Comparative Essay on Mother by Grace Paley and dear mother by Seitlhamo Motsapi
Comparative Essay (IB Paper 1)
Although Mother by Grace Paley and dear mother by Seitlhamo Motsapi are so structurally different, they both express a sense of longing and nostalgia through vivid imagery. The two texts both reveal the pain of their narrators, who wish to be reunited with their “mother”. However, “mother” in the two texts is used to represent two very different images. In Mother, author Grace Paley uses the word “mother” in its literal sense, describing the emotions of a child as he/she remembers his/her dead mother. In the poem dear mother, the word “mother” is used to represent the homeland of the narrator. It becomes apparent that the narrator has been exiled from his homeland, which he misses dearly.

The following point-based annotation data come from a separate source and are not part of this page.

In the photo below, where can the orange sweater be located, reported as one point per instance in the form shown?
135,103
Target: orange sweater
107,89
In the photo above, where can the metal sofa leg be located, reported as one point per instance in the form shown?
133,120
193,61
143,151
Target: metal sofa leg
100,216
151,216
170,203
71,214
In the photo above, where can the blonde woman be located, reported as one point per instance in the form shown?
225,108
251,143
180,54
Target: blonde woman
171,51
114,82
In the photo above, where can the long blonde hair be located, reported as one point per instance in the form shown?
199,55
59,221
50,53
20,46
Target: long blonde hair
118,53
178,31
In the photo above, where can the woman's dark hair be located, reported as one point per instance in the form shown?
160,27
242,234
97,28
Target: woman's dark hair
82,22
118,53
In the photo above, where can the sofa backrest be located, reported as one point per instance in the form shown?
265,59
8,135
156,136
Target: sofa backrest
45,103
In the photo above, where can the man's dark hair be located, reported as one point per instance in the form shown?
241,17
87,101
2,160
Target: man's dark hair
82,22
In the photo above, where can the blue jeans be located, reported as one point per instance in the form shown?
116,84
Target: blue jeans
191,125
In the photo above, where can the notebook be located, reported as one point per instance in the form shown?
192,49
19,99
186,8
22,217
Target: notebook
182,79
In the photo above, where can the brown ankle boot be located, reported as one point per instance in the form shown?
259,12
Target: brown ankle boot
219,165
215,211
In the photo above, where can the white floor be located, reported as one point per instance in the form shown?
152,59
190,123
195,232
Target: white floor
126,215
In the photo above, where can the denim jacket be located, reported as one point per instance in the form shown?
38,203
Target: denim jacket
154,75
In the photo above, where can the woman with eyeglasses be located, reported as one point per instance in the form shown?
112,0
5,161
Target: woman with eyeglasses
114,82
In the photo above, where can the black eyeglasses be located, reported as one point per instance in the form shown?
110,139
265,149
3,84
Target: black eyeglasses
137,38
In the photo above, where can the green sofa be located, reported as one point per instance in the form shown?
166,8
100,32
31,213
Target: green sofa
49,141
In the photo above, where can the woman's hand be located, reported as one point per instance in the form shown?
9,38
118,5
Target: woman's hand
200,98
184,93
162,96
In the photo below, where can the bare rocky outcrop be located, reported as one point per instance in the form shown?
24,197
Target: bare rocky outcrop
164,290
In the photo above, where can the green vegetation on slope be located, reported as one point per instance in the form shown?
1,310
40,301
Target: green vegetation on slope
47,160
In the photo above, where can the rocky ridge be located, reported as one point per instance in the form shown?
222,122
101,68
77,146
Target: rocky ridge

Paley and Motsapi used different literary forms to convey the longing of their narrators. Mother is a short story, written in prose. The tone is reflective but conversational. There is no clear storyline – the narrator’s longing is instead conveyed through a series of fragmented flashbacks, which give the reader glimpses of the narrator’s estranged relationship with his/her mother. The flashbacks contain dialogue, but Paley does not use any quotation marks throughout the text. One prominent example occurs in the first paragraph. “It was New Year’s Day. She said sadly, If you come home at 4 A.M. when you’re seventeen, what time will you come home when you’re twenty?” The effect of this unconventional stylistic technique is that the dialogue blends in with the narrator’s voice, accentuating the dream-like nature of the narrator’s memories of an event buried deep in the past. Motsapi’s dear mother is a lyric poem, written in blank verse. Although fewer words are used when compared to Mother, Motsapi uses powerful metaphors to arguably evoke even stronger emotions in the reader. One example is when Motsapi describes the past as “a knot of furies”. The choice of words in this metaphor conjures up images of intense anger and frustration. Knot has connotations of constriction, while “furies” carries a double meaning – Greek goddesses of vengeance, or intense anger. Mother and dear mother both share a common theme of longing, but the tone of the two voices is extremely different. This distinction is partly rooted in the choice of structure employed by the two writers.